«Il regno dei cieli è simile a un mercante che va in cerca di perle preziose»
di Franco Cardini
Questa parabola mi ha sempre ricordato un passo fra quelli - per la sensibilità di noi cristiani contemporanei - più “imbarazzanti”, scritto da un padre che, quanto a testi “imbarazzanti”, non ha forse chi possa uguagliarlo. Nel 1147, il sublime e terribile Bernardo di Clairvaux predicava la crociata. Lo si rimprovera spesso di averlo fatto; e ci si dimentica che, appunto in tale circostanza, egli intervenne duramente in Germania contro i pogrom organizzati da alcuni predicatori vagabondi ai danni degli ebrei, e ricordò ai fedeli come il dolore d’Israele nel mondo fosse figura del Cristo che passa per le strade della Città Santa portando sulle spalle la croce. Ma troppo spesso la memoria storica rammenta e scorda quel che più le fa comodo. Bernardo predicava quindi la crociata. E, rivolto ai cristiani, diceva: «Se siete accorti mercanti dediti al guadagno, v’indico io una merce preziosa. Prendete il segno della croce (il che, significava sì partire per la crociata, ma essenzialmente a titolo di penitenza), e fate sì che la merce preziosa che io vi indico non si guasti». Un passo che si potrebbe interpretare in molti modi: e dove colpisce soprattutto la similitudine fra il legno della croce e quelle merci medievali per eccellenza ch'erano appunto le spezie, sovente prodotte da alberi e arbusti. «Il legno profumato della croce» è un’espressione molto cara ai mistici: e sa di porti, di mercati, di vita concreta ancor prima e piuttosto che non di chiostri monastici e di sagrestie.

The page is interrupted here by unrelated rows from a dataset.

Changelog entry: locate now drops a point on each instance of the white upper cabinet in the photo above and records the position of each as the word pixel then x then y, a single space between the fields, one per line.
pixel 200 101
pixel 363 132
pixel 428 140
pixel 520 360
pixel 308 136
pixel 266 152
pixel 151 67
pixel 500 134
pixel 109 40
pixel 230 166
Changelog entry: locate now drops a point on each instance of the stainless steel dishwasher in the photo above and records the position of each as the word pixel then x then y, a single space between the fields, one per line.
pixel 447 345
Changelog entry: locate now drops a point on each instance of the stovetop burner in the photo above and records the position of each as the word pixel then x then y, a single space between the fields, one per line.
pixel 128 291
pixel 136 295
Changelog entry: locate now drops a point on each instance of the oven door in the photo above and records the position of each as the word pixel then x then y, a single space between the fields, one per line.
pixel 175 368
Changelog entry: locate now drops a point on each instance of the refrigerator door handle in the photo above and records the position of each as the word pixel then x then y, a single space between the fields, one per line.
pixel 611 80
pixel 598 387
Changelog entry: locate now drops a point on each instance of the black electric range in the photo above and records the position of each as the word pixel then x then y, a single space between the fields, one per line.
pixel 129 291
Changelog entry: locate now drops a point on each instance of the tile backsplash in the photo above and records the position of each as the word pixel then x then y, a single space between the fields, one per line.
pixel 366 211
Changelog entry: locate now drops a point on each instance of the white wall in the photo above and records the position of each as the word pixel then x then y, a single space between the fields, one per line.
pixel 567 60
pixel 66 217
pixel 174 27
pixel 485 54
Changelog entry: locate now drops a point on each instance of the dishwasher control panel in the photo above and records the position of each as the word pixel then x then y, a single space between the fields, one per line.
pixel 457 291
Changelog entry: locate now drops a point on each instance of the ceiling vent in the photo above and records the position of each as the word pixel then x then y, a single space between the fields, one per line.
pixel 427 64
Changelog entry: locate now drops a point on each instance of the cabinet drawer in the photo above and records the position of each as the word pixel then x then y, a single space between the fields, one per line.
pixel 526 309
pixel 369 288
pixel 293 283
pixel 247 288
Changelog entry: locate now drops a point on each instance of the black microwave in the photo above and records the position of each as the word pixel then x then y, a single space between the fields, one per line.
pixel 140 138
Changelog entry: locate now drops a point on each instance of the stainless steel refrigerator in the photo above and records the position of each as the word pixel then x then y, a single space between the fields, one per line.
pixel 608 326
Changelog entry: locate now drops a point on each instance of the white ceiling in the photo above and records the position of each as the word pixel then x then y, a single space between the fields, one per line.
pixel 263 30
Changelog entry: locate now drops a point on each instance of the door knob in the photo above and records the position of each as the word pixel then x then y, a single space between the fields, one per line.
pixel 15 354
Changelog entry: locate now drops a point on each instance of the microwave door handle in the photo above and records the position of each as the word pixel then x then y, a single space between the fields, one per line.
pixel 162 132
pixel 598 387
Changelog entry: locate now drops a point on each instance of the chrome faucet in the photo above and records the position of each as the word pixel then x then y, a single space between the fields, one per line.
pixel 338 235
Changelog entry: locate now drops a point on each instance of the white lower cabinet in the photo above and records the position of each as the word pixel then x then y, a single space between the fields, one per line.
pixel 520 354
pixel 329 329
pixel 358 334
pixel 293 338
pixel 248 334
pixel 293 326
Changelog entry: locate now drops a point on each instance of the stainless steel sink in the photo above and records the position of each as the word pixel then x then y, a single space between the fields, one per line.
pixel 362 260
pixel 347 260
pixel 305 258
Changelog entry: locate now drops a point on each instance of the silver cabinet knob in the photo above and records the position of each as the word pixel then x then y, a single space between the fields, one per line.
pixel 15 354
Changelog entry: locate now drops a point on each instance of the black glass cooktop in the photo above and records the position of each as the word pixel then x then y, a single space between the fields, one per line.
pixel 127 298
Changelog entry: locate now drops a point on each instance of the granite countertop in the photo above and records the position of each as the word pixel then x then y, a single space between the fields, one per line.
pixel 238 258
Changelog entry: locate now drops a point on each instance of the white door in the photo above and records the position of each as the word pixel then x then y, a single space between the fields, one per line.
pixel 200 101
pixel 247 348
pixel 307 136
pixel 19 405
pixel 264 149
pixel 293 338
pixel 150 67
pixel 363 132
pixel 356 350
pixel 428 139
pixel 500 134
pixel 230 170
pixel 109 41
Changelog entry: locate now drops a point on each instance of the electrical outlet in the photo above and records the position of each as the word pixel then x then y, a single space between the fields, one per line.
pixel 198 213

Tutti noi siamo mercanti, e mercanti alla medievale: gente che cammina e naviga per le strade e sui mari della vita, e che cerca (spesso senza trovarla) la sua fortuna, la sua perla rara. In una bella poesia, Cardarelli parla di un’adolescente ancora vergine e dell'uomo che l'avrà per primo: forse uno che non sarà in grado di apprezzare quella meravigliosa perla rara, un ignaro pescatore di perle. Ma per i pescatori di perle, quel che essi pescano non è affatto prezioso. Le cose non hanno tanto un valore obiettivo, assoluto, quanto uno relativo, quel che noi siamo disposti a conferir loro. Il pescatore di perle rischia la vita per strappare al mare qualche sferetta traslucida che gli viene pagata pochi soldi: soltanto sul banco del gioielliere, in fondo, la perla diventa quel che noi siamo abituati a considerare che sia. La ricerca di quella perla per la quale vale la pena vendere tutti gli averi è un fatto strettamente personale: ognuno cerca la sua perla, e i più fortunati di noi riescono a individuarla anche sotto la crosta della salsedine che la fa sembrare cosa da nulla; mentre molti, al contrario, buttano la loro vita per una pallina di vetro colorato.

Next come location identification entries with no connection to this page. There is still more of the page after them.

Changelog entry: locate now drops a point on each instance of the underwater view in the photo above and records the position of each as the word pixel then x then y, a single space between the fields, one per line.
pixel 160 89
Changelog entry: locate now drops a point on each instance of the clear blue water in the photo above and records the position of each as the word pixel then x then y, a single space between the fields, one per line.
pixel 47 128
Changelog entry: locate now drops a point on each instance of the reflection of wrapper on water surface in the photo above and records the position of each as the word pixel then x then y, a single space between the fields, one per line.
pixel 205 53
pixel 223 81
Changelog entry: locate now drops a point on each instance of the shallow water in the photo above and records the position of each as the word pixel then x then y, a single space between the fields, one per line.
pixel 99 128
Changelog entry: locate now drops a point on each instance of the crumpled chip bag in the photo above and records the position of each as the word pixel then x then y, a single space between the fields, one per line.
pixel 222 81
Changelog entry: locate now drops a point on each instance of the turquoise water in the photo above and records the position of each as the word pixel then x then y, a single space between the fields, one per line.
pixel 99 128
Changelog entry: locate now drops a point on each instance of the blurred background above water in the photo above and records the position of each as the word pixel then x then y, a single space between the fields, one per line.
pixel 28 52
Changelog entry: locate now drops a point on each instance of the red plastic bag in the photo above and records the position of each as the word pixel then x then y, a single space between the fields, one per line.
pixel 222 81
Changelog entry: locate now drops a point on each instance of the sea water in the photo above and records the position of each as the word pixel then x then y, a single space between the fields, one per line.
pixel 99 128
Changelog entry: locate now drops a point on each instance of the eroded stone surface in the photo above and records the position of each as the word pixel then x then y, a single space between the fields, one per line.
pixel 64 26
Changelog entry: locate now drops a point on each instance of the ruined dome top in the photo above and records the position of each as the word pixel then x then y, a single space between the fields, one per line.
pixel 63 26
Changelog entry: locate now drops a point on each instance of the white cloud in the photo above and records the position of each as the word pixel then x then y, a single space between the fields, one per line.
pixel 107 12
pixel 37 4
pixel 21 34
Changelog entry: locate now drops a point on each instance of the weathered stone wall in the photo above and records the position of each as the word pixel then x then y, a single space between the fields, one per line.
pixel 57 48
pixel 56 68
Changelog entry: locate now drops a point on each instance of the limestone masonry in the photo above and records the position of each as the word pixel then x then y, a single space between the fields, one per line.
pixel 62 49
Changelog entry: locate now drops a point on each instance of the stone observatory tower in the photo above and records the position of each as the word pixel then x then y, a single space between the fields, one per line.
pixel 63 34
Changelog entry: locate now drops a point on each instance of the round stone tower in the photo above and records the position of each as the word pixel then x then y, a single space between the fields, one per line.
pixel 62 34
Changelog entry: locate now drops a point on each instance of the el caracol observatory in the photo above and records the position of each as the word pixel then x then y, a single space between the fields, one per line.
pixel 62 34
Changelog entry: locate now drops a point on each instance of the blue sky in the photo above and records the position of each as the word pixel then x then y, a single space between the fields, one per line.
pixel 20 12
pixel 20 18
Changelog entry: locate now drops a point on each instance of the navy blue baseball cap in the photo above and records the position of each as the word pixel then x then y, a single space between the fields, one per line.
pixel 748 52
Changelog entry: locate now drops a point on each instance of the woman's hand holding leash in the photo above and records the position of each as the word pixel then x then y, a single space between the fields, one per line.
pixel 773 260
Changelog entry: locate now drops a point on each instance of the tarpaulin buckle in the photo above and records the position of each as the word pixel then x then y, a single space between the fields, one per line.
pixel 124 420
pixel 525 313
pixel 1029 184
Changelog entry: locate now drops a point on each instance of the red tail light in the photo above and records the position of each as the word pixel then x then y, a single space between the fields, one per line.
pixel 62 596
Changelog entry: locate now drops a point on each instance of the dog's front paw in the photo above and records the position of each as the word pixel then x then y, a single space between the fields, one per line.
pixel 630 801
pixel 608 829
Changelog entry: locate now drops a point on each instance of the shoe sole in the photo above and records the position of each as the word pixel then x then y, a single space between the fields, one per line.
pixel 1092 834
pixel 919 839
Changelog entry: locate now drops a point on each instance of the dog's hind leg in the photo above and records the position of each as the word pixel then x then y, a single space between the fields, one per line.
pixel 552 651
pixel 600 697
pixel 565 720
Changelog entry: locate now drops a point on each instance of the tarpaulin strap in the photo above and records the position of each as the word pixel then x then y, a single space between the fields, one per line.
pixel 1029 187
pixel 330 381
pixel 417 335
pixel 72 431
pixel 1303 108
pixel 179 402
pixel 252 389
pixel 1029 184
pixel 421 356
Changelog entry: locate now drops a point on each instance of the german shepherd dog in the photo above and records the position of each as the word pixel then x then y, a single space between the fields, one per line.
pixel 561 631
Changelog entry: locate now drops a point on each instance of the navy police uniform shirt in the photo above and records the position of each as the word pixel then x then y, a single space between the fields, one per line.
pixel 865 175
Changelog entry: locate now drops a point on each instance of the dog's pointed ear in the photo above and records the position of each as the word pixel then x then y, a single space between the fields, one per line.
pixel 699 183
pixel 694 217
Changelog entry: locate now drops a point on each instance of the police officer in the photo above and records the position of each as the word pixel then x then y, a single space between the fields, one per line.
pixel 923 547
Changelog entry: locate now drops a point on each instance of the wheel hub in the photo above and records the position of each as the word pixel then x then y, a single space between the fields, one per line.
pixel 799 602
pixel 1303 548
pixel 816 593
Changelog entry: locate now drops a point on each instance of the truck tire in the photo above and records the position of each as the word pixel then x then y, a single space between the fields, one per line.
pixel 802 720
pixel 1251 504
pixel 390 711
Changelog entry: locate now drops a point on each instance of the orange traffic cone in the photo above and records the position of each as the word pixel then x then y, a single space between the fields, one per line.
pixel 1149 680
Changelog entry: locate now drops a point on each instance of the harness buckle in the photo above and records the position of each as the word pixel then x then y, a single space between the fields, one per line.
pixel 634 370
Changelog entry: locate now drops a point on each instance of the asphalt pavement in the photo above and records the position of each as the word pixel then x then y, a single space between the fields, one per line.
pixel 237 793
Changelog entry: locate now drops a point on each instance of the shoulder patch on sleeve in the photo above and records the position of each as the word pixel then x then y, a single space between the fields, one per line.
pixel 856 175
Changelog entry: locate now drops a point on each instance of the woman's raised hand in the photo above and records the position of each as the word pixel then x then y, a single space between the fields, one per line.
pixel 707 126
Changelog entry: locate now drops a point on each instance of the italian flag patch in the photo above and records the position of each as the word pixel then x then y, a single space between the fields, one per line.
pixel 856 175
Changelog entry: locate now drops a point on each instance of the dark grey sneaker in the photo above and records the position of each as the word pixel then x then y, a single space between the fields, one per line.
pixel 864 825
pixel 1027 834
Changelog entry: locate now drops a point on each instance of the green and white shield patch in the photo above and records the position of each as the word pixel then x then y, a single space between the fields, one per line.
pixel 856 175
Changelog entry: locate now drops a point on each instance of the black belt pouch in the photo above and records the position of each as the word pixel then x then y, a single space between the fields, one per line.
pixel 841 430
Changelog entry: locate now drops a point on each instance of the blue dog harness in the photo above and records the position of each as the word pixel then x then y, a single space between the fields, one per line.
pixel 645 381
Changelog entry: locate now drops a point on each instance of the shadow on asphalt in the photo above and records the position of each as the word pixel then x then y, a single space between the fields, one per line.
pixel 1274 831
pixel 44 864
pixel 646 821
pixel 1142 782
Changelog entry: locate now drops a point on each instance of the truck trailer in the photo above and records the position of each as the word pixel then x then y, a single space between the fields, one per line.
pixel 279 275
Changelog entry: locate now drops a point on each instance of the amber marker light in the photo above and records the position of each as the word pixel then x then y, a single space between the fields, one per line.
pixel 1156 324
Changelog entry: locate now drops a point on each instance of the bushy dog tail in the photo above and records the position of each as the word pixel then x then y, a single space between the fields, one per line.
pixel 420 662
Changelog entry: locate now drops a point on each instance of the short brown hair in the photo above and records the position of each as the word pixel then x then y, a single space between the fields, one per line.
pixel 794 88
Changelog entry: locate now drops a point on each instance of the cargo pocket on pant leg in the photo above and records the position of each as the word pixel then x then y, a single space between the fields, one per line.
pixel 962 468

Pure, la parabola del mercante e della perla ha nel suo fondo qualcosa di inestricabilmente ambiguo, e c’è da chiedersi se la critica filologica riuscirà mai a venirne davvero a capo. Di solito la s'interpreta come segue: il regno dei cieli è simile alla situazione del mercante che trova la perla e la compra vendendo ogni suo avere. Quindi, Gesù presenta una situazione nella quale il vero simbolo del regno dei cieli è la perla, e il consiglio che egli ci dà è di barattare con esso qualunque altra cosa, tendere solo ad esso e al suo possesso.

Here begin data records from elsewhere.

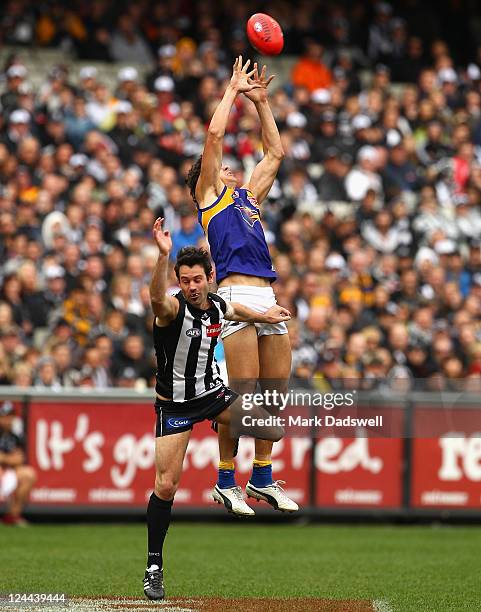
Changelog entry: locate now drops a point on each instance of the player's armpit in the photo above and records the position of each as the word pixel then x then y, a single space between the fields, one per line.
pixel 165 310
pixel 209 185
pixel 264 176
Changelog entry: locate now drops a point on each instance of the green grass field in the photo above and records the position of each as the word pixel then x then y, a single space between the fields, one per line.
pixel 413 568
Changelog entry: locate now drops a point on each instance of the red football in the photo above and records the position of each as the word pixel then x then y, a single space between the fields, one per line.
pixel 265 34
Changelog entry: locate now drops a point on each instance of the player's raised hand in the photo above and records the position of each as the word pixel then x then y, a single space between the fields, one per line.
pixel 277 314
pixel 241 79
pixel 259 93
pixel 162 237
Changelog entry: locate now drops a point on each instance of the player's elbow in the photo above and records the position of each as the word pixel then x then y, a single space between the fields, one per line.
pixel 277 153
pixel 160 307
pixel 214 133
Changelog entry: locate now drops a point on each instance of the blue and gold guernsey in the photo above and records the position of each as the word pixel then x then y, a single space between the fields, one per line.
pixel 234 231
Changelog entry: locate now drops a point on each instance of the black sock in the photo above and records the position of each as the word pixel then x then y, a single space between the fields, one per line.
pixel 158 521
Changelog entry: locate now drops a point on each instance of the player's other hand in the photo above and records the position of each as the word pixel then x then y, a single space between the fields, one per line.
pixel 277 314
pixel 241 79
pixel 162 237
pixel 259 93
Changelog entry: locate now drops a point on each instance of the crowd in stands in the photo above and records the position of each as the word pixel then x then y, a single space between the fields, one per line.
pixel 374 221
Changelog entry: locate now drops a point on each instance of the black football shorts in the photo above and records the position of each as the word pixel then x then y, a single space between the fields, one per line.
pixel 175 417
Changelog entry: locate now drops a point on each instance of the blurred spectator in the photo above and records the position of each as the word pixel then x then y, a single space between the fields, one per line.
pixel 16 478
pixel 373 221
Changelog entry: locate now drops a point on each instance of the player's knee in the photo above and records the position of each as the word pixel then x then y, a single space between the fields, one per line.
pixel 276 434
pixel 165 488
pixel 26 474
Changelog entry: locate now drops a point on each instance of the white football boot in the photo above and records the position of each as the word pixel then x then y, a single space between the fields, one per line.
pixel 274 495
pixel 233 500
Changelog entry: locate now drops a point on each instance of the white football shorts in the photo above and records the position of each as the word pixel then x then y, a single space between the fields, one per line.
pixel 8 483
pixel 259 299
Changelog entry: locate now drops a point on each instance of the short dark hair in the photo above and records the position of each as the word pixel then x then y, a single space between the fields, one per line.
pixel 192 256
pixel 193 177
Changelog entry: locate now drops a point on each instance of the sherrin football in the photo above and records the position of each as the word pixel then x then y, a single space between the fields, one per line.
pixel 265 34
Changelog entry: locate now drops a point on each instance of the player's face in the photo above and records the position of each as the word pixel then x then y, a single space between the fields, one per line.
pixel 6 422
pixel 194 284
pixel 227 177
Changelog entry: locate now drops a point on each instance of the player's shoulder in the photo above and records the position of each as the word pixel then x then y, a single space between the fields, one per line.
pixel 218 301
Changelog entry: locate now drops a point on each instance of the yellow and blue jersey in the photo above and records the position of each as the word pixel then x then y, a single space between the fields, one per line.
pixel 234 231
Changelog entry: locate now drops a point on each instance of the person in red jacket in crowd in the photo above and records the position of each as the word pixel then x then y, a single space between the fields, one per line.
pixel 310 71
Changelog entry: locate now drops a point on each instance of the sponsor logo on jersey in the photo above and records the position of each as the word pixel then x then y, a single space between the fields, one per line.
pixel 175 422
pixel 193 332
pixel 249 215
pixel 214 330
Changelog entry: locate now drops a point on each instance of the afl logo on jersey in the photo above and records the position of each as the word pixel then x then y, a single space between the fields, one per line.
pixel 214 330
pixel 193 333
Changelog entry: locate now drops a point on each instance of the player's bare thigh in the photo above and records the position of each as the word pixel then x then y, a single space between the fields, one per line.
pixel 241 354
pixel 169 457
pixel 275 360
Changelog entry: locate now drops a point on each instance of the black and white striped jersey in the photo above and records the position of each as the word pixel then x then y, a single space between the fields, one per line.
pixel 186 366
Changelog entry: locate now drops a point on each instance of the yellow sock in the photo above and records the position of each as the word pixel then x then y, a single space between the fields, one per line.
pixel 257 463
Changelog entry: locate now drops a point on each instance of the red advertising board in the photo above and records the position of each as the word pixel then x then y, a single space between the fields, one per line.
pixel 359 472
pixel 446 467
pixel 103 454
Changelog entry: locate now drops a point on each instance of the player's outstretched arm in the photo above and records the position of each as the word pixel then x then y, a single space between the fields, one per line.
pixel 209 185
pixel 239 312
pixel 164 306
pixel 266 170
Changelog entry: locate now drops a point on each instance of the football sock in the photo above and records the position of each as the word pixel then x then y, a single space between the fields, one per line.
pixel 158 521
pixel 226 477
pixel 261 473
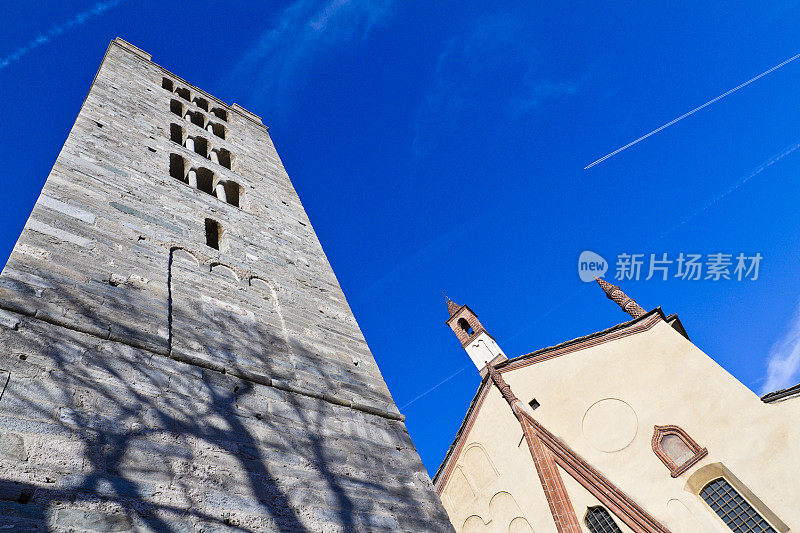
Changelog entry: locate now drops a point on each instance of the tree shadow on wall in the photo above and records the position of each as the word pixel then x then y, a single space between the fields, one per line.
pixel 119 438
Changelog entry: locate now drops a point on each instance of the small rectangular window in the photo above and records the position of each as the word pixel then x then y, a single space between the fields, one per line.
pixel 224 158
pixel 213 233
pixel 216 129
pixel 176 133
pixel 201 146
pixel 177 167
pixel 233 193
pixel 202 103
pixel 220 113
pixel 197 118
pixel 205 180
pixel 183 93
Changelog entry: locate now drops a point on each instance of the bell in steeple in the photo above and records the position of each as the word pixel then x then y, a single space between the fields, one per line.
pixel 480 346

Ma il testo consente forse un'altra interpretazione. Il regno dei cieli, se vogliamo addirittura - Iddio e magari Iddio incarnato - è lui il mercante, che corre le strade del mondo alla ricerca di un vero tesoro. I lapidari medievali, cioè quei trattati che esponevano le virtù delle pietre preziose dal punto di vista magico simbolico, dicono spesso che la perla è il simbolo del Cristo, che cela la preziosità della sua natura divina entro l'involucro umano della conchiglia marina. Ma se rovesciamo le cose, e vediamo il Cristo nel mercante e magari la sua natura umana nella perla, sì, ma facendo attenzione al senso ultimo del pregio di quest’ultima, il discorso cambia. Allora è Dio che ci cerca, Dio che ci vuole, Dio che lascia tutto per ciascuno di noi. E ciascuno di noi può essere la perla preziosa chiamata a costituire la totalità del tesoro divino. Un senso nuovo, pieno, assoluto, da conferire alla nostra vita: non più come cercatori, ma come cercati. E come bisognosi di renderci degni della ricerca di cui Dio ci fa oggetto.